After losing the 2012 Presidential Election, the Republican Party’s postmortem warned that unless the party adopted a broader outreach to nonwhites, the party could find itself in a deep demographic hole. That prescription would have challenged Republican Party orthodoxy much more fundamentally than the path Trump ultimately followed: Stay the course of being a predominantly white, Christian party and shape demographic reality to fit that party profile. Step one: Slow the immigration from Africa and Latin America. Step two: Restrict ballot access with new voting rules in the name of preventing in-person voter fraud.
However, the specter that haunts Republican political operatives is the prospect of the national party following the path that the California Republican Party took two decades ago.

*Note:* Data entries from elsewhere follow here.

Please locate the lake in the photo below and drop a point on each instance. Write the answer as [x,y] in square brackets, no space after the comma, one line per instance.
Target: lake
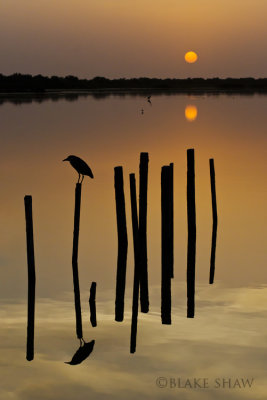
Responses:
[226,341]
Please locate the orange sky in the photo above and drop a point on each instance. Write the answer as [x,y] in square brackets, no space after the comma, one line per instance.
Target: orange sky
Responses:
[125,38]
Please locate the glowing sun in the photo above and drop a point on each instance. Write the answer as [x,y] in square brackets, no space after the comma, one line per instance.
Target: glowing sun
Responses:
[190,112]
[190,57]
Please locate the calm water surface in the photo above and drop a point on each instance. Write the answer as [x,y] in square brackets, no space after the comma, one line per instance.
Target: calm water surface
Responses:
[227,338]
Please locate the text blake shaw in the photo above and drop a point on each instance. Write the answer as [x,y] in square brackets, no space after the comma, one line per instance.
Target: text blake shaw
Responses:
[204,383]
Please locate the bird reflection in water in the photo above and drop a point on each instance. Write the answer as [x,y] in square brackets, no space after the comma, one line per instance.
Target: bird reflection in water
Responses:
[82,353]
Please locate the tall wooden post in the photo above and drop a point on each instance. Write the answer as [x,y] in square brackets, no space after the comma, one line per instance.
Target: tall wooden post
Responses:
[122,243]
[136,244]
[215,221]
[76,286]
[191,220]
[92,304]
[31,278]
[165,246]
[143,183]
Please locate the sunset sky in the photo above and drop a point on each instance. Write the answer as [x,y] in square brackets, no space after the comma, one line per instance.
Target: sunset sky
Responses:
[125,38]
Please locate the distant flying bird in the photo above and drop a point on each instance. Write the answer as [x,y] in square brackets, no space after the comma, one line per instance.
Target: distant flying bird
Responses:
[82,353]
[81,167]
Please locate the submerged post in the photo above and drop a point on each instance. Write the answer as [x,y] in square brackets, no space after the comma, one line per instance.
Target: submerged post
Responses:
[136,263]
[143,182]
[122,244]
[92,304]
[76,286]
[31,278]
[215,221]
[165,247]
[191,221]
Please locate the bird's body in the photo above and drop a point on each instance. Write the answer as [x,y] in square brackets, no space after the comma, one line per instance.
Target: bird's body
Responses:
[81,167]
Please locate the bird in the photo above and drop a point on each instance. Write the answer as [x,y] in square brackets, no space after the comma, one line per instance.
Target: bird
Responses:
[81,167]
[82,353]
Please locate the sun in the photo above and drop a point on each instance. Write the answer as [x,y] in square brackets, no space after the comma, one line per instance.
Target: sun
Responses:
[190,112]
[190,57]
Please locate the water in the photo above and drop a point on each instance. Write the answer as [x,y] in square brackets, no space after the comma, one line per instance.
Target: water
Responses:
[227,337]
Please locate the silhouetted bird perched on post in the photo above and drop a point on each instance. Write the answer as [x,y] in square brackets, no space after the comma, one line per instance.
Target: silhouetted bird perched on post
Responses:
[81,167]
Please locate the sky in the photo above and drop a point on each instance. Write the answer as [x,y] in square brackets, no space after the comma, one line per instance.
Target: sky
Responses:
[125,38]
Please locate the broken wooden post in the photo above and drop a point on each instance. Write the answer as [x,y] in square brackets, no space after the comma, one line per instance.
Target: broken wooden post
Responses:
[76,287]
[143,182]
[92,304]
[191,221]
[215,221]
[31,278]
[122,243]
[136,263]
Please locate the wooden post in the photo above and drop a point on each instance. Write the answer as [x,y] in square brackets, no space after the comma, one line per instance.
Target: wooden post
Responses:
[215,221]
[143,182]
[92,304]
[31,277]
[77,299]
[122,244]
[165,247]
[171,245]
[136,263]
[191,220]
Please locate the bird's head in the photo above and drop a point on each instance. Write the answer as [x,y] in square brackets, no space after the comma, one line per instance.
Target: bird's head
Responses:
[69,158]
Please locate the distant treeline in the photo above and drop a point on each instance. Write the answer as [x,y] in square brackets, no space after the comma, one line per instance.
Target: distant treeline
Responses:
[38,83]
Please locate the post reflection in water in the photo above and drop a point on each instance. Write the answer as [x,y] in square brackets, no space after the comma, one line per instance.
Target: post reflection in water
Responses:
[190,112]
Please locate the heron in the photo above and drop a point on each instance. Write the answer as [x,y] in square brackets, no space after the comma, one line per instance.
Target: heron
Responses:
[81,167]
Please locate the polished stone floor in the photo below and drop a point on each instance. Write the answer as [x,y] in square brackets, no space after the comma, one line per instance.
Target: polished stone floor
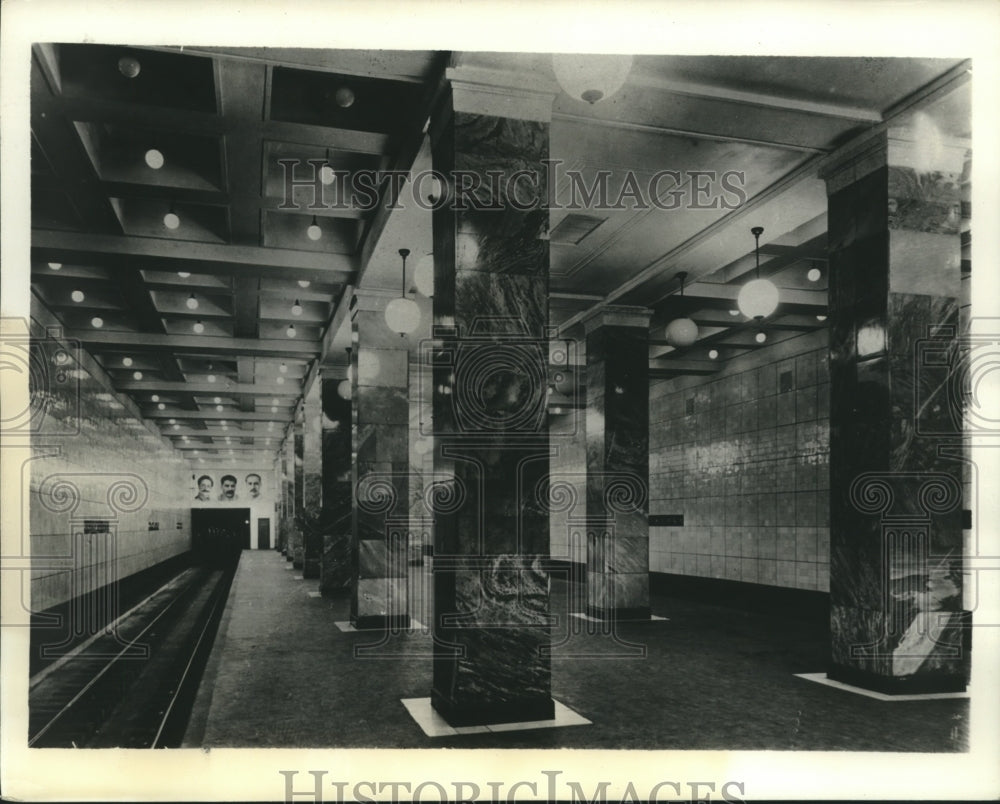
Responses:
[282,674]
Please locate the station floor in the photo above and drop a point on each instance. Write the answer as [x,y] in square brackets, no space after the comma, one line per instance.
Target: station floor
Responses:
[283,673]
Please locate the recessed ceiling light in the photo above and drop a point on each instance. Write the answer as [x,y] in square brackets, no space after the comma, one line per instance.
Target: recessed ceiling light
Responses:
[129,66]
[344,97]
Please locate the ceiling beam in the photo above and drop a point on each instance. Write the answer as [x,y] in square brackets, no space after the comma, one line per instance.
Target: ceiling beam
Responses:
[944,84]
[411,140]
[759,100]
[204,258]
[196,344]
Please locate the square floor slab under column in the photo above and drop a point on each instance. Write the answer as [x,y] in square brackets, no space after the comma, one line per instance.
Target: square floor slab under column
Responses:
[434,725]
[821,678]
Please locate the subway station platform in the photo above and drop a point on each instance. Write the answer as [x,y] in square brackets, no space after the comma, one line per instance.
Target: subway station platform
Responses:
[285,671]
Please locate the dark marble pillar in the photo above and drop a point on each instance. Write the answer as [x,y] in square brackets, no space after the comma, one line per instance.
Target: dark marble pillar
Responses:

Governor Pete Wilson, facing a tough re-election campaign in the middle of a recession, endorsed Proposition 187, a ballot measure that would have denied emergency services and schooling to undocumented immigrants. The campaign featured particularly harsh TV ads that offended many in the Latino community, driving them further into the Democratic camp at a time when it looked as though the Latino community’s record of upward economic mobility and social conservatism might create inroads for the Republicans. Ceding the Latino vote to the Democrats along with the mass migration of college educated workers into California’s high-tech and green economy industries put the Republicans in a very deep political hole, leading to complete Democratic dominance in the legislature and statewide offices.
But politics is all about the short term prevailing over the long term. President Trump needs to keep his base happy to have any chance of getting re-elected or even to avoid impeachment. America’s hodgepodge of immigration goals has a lot of inertial force behind it. Priorities of the current administration (e.g. reducing the refugee ceiling from 50,000 to 30,000 in 2019) will eventually be undone when party control shifts once again in the future. Perhaps there is no absolutely “right” solution to the balance of our competing immigration goals. Maybe vacillating between them is the best we can do. If so, we have the perfect political system for that “policy.”